Britain’s manufacturers have sharply applied the brakes to their investment plans in response to growing political uncertainty at home and rising fears of the impact of global trade tensions, according to a major survey released by EEF, the manufacturers’ organisation, and Santander.
The annual EEF/Santander Investment Monitor shows that in the last two years the proportion of turnover investment by manufacturers had increased on the back of a robust growth picture in the world economy.
Looking forward, however, the picture is somewhat different with just over a third (34%) of companies planning to increase their investment in plant and machinery, the lowest figure in the survey’s five-year history. This sentiment is especially pronounced for small companies where three quarters are refraining from increasing their investment in the coming two years.
As a reason for not investing, just under a third of companies (30%) are citing political uncertainty as a reason (up from 17% last year) whilst order book uncertainty has risen significantly over the previous year (23% to 36%) in response to the cocktail of domestic and international forces. In particular, almost a fifth of companies (17%) are holding off their investments due to a lack of clarity on Brexit.
According to EEF, the brakes on investment will have a significant impact on attempts to improve the UK’s productivity performance because the opportunity costs of this lost investment are substantial. This will likely widen the UK’s capital gap even further with our competitors who are not spending their time dealing with the political and economic complexities of leaving the EU.
The survey reveals which aspects of companies’ investment plans have been most susceptible to Brexit-related uncertainty – just over half of companies (51%) said investment in plant and machinery had been put on hold because of Brexit negotiations and over a third (36%) have shelved plans to invest in new and improved buildings. Other areas of investment are not immune with a significant proportion of R&D programmes and IT systems on hold.
These plans will be to the detriment of efforts to get the UK’s flat-lining productivity performance back on its pre-crisis trend.

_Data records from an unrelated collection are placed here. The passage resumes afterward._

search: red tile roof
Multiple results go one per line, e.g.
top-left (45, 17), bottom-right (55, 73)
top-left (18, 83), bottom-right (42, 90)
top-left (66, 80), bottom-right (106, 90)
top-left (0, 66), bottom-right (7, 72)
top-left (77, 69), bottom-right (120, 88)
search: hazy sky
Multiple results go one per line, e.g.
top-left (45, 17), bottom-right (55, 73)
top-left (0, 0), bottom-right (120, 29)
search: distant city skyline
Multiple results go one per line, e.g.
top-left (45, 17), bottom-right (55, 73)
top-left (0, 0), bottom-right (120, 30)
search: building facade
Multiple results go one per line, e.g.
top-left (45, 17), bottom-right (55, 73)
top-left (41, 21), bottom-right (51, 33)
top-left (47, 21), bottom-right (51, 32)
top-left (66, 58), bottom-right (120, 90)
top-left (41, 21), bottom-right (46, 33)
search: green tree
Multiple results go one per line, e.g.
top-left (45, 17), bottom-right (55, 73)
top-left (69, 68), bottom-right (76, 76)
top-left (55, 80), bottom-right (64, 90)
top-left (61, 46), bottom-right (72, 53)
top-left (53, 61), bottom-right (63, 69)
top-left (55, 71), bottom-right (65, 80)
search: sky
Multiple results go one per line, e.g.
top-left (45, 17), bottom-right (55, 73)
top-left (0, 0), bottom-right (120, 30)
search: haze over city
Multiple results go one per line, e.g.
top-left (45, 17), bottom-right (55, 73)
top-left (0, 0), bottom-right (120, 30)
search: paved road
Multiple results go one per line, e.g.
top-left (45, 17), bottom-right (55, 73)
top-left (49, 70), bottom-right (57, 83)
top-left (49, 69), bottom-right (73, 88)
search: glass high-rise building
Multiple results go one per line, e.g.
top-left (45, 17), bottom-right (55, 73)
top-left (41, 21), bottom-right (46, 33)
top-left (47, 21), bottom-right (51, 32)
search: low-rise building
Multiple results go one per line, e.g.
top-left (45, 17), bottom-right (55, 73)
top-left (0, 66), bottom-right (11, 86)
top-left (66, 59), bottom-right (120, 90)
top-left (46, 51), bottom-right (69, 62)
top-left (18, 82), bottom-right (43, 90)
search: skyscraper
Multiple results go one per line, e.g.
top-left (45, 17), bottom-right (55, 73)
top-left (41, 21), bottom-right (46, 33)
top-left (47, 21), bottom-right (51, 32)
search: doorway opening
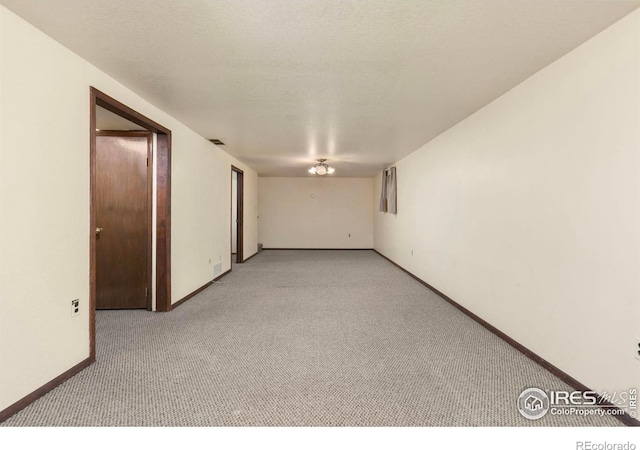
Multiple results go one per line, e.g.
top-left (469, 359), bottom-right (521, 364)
top-left (89, 87), bottom-right (171, 360)
top-left (231, 166), bottom-right (244, 267)
top-left (95, 131), bottom-right (153, 311)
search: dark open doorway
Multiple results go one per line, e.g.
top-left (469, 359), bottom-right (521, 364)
top-left (231, 166), bottom-right (244, 265)
top-left (89, 87), bottom-right (171, 360)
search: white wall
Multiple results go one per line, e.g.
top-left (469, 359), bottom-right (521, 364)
top-left (0, 6), bottom-right (257, 410)
top-left (373, 11), bottom-right (640, 400)
top-left (258, 177), bottom-right (373, 248)
top-left (231, 172), bottom-right (238, 253)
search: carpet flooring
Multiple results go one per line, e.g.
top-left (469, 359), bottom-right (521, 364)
top-left (2, 250), bottom-right (621, 426)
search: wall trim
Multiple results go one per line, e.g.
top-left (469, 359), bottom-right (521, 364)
top-left (0, 357), bottom-right (95, 423)
top-left (373, 249), bottom-right (640, 427)
top-left (171, 269), bottom-right (231, 310)
top-left (262, 247), bottom-right (377, 253)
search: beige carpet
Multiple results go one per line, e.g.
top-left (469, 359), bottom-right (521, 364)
top-left (3, 251), bottom-right (621, 426)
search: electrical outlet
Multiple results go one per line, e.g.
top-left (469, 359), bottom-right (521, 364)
top-left (71, 298), bottom-right (80, 317)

In addition to manufacturers recognising that, on balance, investment has barely been sufficient to avoid more recruitment to meet capacity requirements, the survey also shows that investment challenges go further than political uncertainty. For example, hurdles to new technology adoption are especially pronounced amongst smaller companies who feel they have not been investing enough to keep at the forefront of technological change.
This has important implications for the fourth industrial revolution given almost 40% of companies with a hundred or fewer employees said they would have prioritised investment in plant and machinery, a critical factor in being at the forefront of technological change.
Commenting, EEF Chief Economist, Ms Lee Hopley, said: “Our latest Investment Monitor puts into sharp focus the widening gap between the investment manufacturers know they need to make to capitalise on growth opportunities and to adopt productivity-enhancing technologies, and the hurdles they face in getting those decisions over the line. The upcoming Budget needs to take some bold steps to support companies in addressing this shortfall until the clouds of uncertainty start to lift.”